The initial ⟨th⟩ in that represents a voiced dental fricative //ð//, phonologically distinguishing it from other relative words.

=== Vowel sounds ===
Outside of fused relatives, relative words have unstressed pronunciation. The vowel sounds in English relative words vary, with some notable features:

1. Diphthongs and monophthongs: Words like who and whose contain a monophthong //uː//, while others like why incorporate a diphthong //aɪ//.
2. Schwa and reduction: The vowels in some relative words like which can reduce to a schwa, //ə//. As a relative word, the subordinator that has only the unstressed pronunciation //ðət//.

=== Intonational phrasing ===
Supplementary relative clauses regularly form a separate prosodic unit, with a pause before the relative phrase, while integrated relatives do not.

== Relative vs interrogative and other words ==
There is significant overlap between the English relative words and the English interrogative words, but the relative words that and while are not interrogative words, the interrogative words whether and if are not relative words, and, in Standard English, what and how are mostly excluded from the relative words. Most or all of the interrogative words that are now more or less archaic are also relative words.

The denotation of whose as an interrogative word is limited to persons, but the relative whose may denote non-persons, as in a book whose cover is missing.

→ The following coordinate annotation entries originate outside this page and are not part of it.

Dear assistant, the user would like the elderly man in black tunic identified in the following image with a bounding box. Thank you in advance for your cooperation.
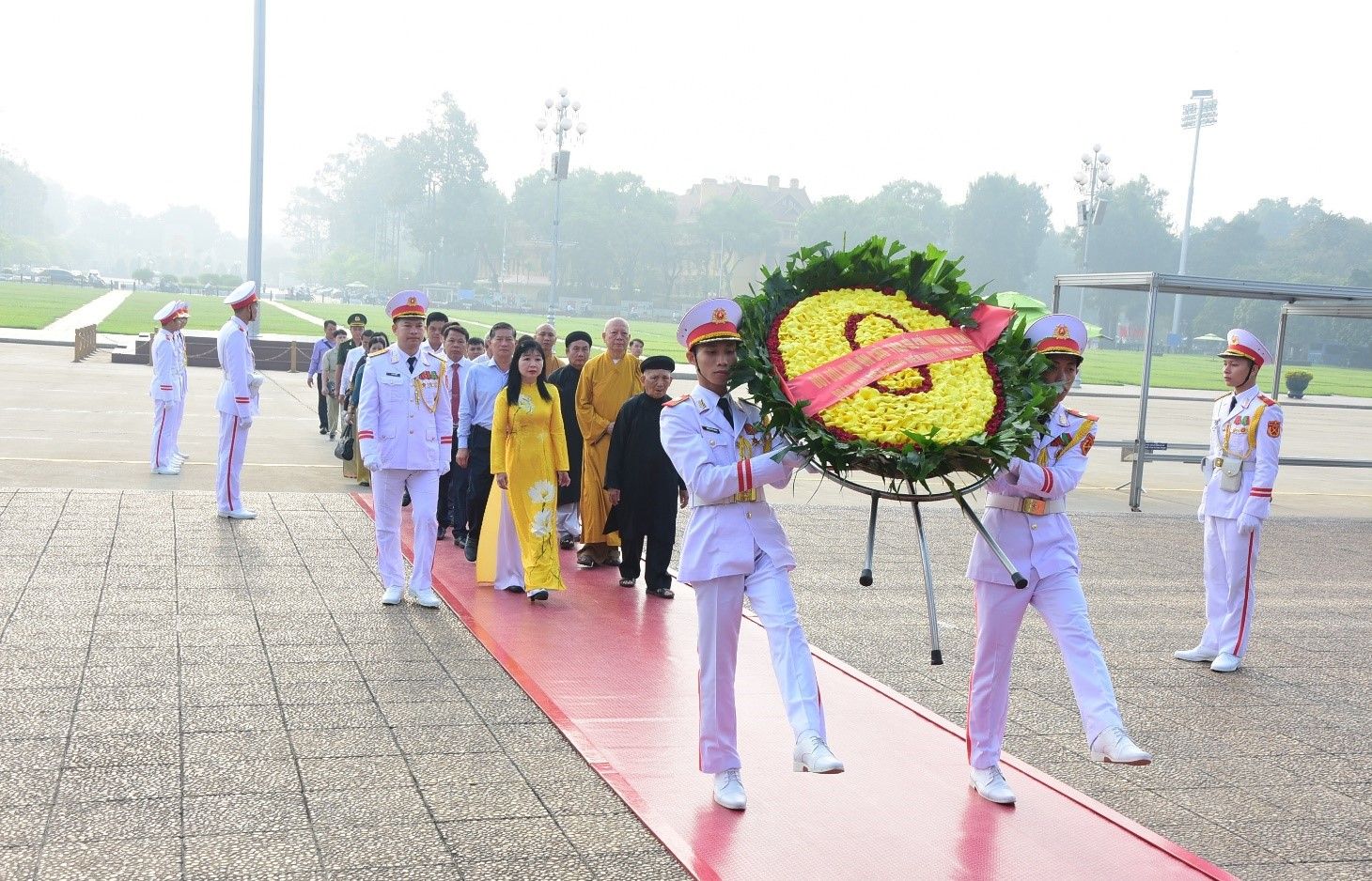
[548,331,591,550]
[605,355,687,599]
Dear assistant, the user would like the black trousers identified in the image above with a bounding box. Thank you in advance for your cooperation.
[466,425,495,544]
[618,493,677,590]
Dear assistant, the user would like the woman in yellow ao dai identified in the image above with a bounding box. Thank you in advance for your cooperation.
[477,340,569,599]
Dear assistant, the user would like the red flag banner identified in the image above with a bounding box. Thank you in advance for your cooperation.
[782,303,1015,417]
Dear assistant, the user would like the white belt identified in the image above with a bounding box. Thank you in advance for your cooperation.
[987,493,1068,518]
[1201,456,1256,471]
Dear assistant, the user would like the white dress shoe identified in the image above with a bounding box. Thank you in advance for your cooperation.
[967,765,1015,804]
[411,587,444,610]
[1091,727,1152,765]
[715,768,748,811]
[791,732,844,774]
[1210,652,1243,672]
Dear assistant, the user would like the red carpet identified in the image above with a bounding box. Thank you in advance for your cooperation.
[357,494,1232,881]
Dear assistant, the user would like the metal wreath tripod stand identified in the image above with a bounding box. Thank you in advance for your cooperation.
[820,467,1029,666]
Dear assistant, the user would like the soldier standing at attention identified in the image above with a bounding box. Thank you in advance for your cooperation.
[357,291,453,608]
[149,301,184,475]
[214,282,260,520]
[967,316,1152,804]
[1173,328,1282,672]
[658,300,844,811]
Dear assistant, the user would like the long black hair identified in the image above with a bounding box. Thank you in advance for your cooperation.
[505,336,553,405]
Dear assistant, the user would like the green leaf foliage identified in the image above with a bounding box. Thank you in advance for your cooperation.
[731,236,1056,488]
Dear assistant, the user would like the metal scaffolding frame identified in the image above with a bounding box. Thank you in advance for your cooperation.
[1052,271,1372,511]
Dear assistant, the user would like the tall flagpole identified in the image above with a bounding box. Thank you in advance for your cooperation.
[247,0,266,336]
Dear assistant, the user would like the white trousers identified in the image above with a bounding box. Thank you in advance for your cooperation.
[557,502,582,538]
[148,401,177,468]
[1201,518,1262,657]
[967,571,1124,768]
[372,468,438,592]
[692,550,824,774]
[214,413,248,513]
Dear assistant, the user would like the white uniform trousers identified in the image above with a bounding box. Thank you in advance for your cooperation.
[692,550,826,774]
[493,486,524,590]
[967,569,1124,768]
[170,396,185,455]
[372,468,438,592]
[557,502,582,538]
[1201,518,1262,657]
[214,413,248,513]
[148,401,177,468]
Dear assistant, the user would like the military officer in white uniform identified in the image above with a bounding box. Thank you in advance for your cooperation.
[967,316,1152,804]
[214,282,262,520]
[660,300,844,810]
[357,291,453,608]
[148,301,185,475]
[1173,328,1282,672]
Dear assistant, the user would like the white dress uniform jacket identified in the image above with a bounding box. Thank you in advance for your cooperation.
[1203,386,1283,520]
[214,316,257,417]
[357,345,453,472]
[148,328,185,402]
[660,386,796,584]
[967,404,1097,584]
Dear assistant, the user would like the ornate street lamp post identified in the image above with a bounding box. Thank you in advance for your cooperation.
[534,89,585,324]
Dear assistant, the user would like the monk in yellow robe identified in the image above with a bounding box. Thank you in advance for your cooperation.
[576,318,644,569]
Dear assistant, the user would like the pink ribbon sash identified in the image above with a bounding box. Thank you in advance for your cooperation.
[782,303,1015,417]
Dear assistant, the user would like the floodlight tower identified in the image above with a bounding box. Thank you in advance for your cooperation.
[534,89,585,324]
[1071,144,1115,321]
[1172,89,1220,334]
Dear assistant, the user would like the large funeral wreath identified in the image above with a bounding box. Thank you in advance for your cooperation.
[733,238,1056,488]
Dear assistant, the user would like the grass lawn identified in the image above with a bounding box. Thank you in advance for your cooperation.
[101,291,320,339]
[287,301,685,361]
[1081,348,1372,398]
[0,282,108,331]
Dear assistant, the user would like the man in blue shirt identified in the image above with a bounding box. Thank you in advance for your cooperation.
[304,321,339,435]
[457,321,515,563]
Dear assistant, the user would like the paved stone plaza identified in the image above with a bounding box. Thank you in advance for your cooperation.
[0,340,1372,880]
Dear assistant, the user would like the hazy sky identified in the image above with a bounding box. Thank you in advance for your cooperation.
[0,0,1372,235]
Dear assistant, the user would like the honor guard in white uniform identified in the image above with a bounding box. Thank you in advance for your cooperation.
[148,301,185,475]
[967,316,1152,804]
[357,291,453,608]
[1173,328,1282,672]
[214,282,262,520]
[660,300,844,811]
[172,300,191,465]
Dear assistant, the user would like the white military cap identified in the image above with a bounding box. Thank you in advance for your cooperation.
[385,291,429,321]
[1220,328,1271,366]
[1025,315,1086,358]
[224,282,257,309]
[677,298,743,350]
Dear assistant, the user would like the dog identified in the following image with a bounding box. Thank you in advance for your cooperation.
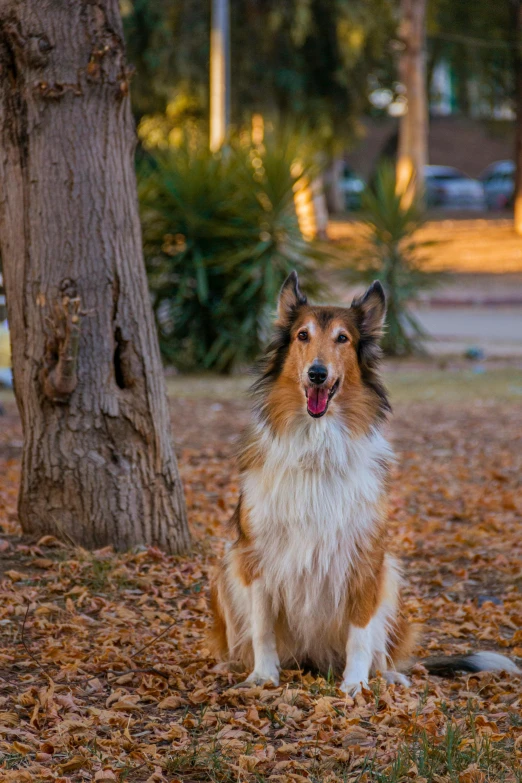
[210,272,518,697]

Fused relatives are easily confused with open interrogatives, and even a careful analysis may conclude that, if taken out of context, a particular sentence can have either of two interpretations. An example in The Cambridge Grammar of the English Language illustrating this ambiguity is What she wrote is completely unclear. If we know what she wrote and are saying that it is hard to understand, then what she wrote is a fused relative; if on the other hand we are saying that the extent of her authorship is unknown, then what she wrote is an open interrogative content clause.

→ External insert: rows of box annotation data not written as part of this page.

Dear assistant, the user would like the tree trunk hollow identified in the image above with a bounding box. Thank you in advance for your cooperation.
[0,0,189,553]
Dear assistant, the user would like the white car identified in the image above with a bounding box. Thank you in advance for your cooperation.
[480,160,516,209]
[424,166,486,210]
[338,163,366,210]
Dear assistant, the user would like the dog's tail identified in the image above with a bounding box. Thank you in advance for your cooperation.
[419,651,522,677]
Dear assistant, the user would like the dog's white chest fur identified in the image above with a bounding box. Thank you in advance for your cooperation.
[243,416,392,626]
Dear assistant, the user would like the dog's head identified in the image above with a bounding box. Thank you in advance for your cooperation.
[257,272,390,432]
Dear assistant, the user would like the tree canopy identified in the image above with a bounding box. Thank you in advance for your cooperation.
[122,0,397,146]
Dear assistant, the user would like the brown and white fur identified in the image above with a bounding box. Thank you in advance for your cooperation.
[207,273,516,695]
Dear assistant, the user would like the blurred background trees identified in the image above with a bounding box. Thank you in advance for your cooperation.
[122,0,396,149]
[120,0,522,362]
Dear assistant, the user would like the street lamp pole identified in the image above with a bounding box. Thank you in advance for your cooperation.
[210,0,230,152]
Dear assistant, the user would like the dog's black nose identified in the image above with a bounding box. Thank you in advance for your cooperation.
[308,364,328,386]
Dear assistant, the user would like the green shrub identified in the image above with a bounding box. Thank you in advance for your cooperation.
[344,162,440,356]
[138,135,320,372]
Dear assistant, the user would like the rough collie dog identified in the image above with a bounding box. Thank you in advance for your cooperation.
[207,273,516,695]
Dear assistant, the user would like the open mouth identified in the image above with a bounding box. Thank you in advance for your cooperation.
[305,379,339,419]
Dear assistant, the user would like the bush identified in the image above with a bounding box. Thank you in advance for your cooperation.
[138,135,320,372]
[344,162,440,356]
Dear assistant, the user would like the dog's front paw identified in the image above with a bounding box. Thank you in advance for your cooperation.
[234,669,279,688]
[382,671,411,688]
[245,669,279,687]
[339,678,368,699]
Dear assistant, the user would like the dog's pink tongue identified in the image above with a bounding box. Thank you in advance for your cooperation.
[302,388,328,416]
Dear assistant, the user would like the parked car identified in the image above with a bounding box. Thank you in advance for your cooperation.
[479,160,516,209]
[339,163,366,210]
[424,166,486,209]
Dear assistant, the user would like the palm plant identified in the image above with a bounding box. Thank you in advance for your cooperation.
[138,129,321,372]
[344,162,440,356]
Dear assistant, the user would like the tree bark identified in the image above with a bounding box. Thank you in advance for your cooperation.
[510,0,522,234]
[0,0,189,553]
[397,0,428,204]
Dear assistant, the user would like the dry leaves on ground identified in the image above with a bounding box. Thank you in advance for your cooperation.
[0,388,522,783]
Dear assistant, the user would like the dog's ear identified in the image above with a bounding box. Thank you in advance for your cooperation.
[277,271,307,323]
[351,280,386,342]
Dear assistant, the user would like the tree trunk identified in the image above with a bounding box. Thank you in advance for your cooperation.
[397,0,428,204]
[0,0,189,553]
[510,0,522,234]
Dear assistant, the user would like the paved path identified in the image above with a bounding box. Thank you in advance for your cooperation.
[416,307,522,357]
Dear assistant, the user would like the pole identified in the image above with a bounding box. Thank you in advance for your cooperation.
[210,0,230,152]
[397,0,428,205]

The preposition while also has other, relative-irrelevant uses: While she showered, I slept (time), While the maths exam was tough, the English exam was easy (contrast), While you're free to complain, doing so won't get you anywhere (concession).

As a relative word, the subordinator that has only the unstressed pronunciation //ðət//. It is also used more generally with subordinate clauses (I know that he's lying) and is usually unstressed, but in some contexts necessarily stressed //ˈðæt// (That he's lying is obvious). The stressed that that has the plural form those (I'll take that) is a determiner. (Note: Both Huddleston et al and Aarts use the term determinative for the word category that we call "determiner".)

The use in fused relatives of the -ever form should not be confused with its other, non-relative uses:

- Interrogative words modified by ever, as in What ever possessed you to do that? (Note: Although ever is conventionally separated by a space, "actual usage" often attaches it.)
- NPI whatever, which can be a postnominal intensifier – as can whatsoever, which in this use is not archaic (I was left with no money whatever/whatsoever).
- However as an adverb of comparison.
- "Free choice -ever", an interrogative word in an "exhaustive conditional" construction (one whose protasis encompasses all possibilities), such as Wherever he went, Bhutan thrilled him.
- ^{%}Whereabout seems only to be used as a noun, perhaps as a singular form of whereabouts (meaning "place") understood as a plural.
- Whereas has a meaning close to that of although.
- Wherefore is an (archaic) interrogative word (meaning "why").
- Some of the where+preposition relative words listed above may also appear as more or less archaic interrogative words.